Job Definitions > Jobs
Job Definitions define the parameters for individual jobs (where the "batch" in AWS Batch generally consists of multiple jobs). It's here you specify the docker image that will be run for each job, each job's vCPU and memory requirements, ulimits, parameters/environment variables, and the actual command that the image should run (same idea as CMD in a dockerfile — in fact, this overrides any CMD which might have been specified when the image was built). If our job command takes parameters, it looks like this:
python down_sample_re_count.py Ref::input Ref::output
There are options to specify volumes here, but I managed my volumes when configuring the compute environment instead.
Jobs are generally submitted via the CLI (
aws batch submit-job …) rather than the web UI, since we often want to submit dozens of jobs at once. (Job definitions, job queues, and compute environments are typically one-off things that can be configured within the web UI and left alone afterwards). The only parameters specified when submitting a job are usually a name, job definition, job queue and what our job accepts as input, since the job definition takes care of all the execution details — though job definition parameters can be overridden when submitting individual jobs if necessary.
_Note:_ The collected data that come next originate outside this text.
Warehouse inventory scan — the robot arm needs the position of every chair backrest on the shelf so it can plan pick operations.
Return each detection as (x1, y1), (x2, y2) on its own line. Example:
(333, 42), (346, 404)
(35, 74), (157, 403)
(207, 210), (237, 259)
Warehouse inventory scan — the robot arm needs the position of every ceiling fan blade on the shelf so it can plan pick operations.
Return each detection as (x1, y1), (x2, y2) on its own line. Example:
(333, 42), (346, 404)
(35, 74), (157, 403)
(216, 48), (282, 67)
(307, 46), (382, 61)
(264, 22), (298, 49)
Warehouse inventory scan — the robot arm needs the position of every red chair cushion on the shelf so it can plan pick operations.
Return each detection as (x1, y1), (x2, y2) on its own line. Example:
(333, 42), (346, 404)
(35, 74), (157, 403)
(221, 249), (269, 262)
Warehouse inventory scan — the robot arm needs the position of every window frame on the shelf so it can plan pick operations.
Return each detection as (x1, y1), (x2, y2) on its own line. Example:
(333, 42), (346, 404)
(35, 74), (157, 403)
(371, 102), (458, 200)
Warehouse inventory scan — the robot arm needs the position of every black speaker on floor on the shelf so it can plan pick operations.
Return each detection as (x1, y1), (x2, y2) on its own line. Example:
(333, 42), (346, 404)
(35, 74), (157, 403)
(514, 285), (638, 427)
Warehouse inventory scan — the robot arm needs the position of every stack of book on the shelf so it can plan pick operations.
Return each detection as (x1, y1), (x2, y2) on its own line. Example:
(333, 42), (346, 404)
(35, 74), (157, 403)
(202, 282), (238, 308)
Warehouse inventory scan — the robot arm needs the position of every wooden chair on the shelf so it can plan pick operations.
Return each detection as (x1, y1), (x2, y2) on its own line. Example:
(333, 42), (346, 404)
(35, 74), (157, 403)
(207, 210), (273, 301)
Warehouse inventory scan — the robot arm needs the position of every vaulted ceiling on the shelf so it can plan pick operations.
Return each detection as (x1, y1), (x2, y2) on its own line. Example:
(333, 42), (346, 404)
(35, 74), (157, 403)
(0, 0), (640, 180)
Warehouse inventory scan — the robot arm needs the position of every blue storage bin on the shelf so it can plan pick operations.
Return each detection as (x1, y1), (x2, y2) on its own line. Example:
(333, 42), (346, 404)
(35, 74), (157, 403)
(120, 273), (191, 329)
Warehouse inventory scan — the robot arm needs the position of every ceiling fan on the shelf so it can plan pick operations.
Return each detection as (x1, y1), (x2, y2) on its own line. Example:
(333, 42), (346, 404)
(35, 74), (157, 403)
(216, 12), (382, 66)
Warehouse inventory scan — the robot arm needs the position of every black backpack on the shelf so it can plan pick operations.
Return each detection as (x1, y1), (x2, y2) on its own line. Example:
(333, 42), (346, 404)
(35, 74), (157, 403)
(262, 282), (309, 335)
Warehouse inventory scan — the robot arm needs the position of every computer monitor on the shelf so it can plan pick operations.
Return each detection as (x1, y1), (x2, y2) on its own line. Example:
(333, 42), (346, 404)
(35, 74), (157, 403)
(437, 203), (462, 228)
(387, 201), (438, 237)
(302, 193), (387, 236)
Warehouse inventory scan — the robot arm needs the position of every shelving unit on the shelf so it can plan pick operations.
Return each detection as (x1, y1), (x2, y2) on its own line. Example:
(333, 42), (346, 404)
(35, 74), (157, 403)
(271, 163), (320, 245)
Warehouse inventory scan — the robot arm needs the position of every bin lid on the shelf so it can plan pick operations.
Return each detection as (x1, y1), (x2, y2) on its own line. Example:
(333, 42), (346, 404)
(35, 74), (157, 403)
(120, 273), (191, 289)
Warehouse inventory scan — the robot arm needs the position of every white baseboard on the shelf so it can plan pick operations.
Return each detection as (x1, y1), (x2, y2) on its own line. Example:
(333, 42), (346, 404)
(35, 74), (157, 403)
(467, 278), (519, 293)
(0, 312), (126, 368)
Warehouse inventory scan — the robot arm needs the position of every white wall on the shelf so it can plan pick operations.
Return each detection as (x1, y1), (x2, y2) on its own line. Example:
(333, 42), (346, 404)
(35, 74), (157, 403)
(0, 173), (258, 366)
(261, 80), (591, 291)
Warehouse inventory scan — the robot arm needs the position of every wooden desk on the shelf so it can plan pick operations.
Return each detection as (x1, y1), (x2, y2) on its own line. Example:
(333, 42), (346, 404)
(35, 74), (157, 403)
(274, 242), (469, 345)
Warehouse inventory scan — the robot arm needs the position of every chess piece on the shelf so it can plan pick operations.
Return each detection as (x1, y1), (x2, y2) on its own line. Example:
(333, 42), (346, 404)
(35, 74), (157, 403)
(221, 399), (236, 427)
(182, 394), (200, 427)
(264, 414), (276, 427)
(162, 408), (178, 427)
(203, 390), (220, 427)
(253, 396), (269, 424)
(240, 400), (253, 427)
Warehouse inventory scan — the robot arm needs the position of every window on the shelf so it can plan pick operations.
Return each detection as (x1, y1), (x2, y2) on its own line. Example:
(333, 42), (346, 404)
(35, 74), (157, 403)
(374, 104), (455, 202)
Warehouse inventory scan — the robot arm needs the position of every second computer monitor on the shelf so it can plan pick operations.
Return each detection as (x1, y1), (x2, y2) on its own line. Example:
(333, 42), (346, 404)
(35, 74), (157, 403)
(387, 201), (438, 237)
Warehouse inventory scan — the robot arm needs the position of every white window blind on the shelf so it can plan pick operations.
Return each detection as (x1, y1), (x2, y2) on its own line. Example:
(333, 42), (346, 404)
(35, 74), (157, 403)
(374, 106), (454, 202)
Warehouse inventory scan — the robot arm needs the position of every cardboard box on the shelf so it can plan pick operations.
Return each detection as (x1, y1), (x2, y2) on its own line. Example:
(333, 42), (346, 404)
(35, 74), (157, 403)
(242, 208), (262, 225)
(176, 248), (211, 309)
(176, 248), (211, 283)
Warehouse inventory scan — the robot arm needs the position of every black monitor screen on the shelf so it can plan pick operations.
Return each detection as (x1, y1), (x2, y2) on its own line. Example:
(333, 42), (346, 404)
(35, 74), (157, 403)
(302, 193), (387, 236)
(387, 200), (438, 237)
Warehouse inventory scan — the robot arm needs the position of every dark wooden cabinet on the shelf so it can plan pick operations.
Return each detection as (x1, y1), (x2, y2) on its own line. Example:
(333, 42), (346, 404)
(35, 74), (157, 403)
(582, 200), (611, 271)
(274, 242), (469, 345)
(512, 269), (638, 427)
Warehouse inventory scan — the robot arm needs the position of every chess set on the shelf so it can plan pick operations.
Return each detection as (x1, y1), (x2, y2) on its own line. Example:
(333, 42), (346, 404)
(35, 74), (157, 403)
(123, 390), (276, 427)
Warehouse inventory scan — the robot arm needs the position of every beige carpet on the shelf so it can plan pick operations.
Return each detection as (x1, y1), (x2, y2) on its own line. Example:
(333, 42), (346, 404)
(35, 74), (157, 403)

Submitting a job when our command is as above in the Job Definitions section might look like this:
submit-job --job-name "bigBam" --job-queue "rnaseq" --job-definition test:6 --parameters input=syn8540852,output=syn11614902
Compute Environment > Job Queues
Setting up a proper compute environment is when things get tricky. Compute environment type (managed), service role, and instance role will work out of the box if left to their defaults. It's usually uncessary to modify the minimum, desired, and maximum vCPU settings when working in a managed compute environment. (AWS will scale these things for us when it sees jobs waiting to be run).
Since AWS Batch is a collaborative effort between itself, AWS Elastic Container Service, and AWS EC2 (et al.), we have to keep in mind some default constraints imposed by these services when submitting Batch jobs. Oftentimes getting around these limits means running commands on the host instance or modifying the hardware of the host instance before any "Batch" stuff can occur. So I will assume that you will be creating your own custom AMI so that we can modify some of the more inconvenient default limits imposed by AWS and bake these new settings into the AMI that all of our jobs will run on.
The recommended base AMI to use when creating your custom AMI is here.
Of course, you will first want to
sudo yum -y update
A "gotcha" to look out for is where Docker stores its volumes. By default, volumes are stored to the Root volume (
/dev/xvda), which defaults to 8GB in size. You might need to increase the size here when launching the instance your custom AMI will be created upon. Images and containers are stored on
/dev/xvdcz. A default 22GB
/dev/xvdcz is mounted when using one of the recommended base AMIs above.
Docker container volumes are automatically constrained by ECS to be 10GB in size, which is not very helpful when we are working with 20GB RNAseq data. Instructions for increasing the limit are here, though I had difficulty getting the cloud-boothook command to work and found it easier to manually edit
/etc/sysconfig/docker and add
dm.basesize=50G (or however much storage you need for each container) to the
Detailed ECS Docker storage information is here.
ECS has some other parameters set in
/etc/ecs/ecs.config to be aware of (list here). The ones I found relevent were
ECS_ENGINE_TASK_CLEANUP_WAIT_DURATION which defaults to only cleaning up containers once every three hours,
ECS_IMAGE_CLEANUP_INTERVAL default 30 minutes,
ECS_IMAGE_MINIMUM_CLEANUP_AGE default one hour, and
ECS_NUM_IMAGES_DELETE_PER_CYCLE default 5.
Once you have configured your instance, don't forget to kill the ecs agent.
sudo stop ecs sudo rm -rf /var/lib/ecs/data/ecs_agent_data.json
The documents for creating a custom AMI for use with Batch are here.
This article was very relevant to the specific task I had to use Batch for. It's written in four parts, but I've linked to the specific part that involves Batch.
Once we've done all that, we can finally check the box "Enable user-specified AMI ID" within the AWS Batch web UI when creating our compute environment and pass it the ID of our custom AMI.
There is nothing special to do with VPC or security groups before clicking "Create".
After all that hard work, it's nice that we now get to do something easy. Job queues just need a name, priority (relative to other job queues), and a compute environment.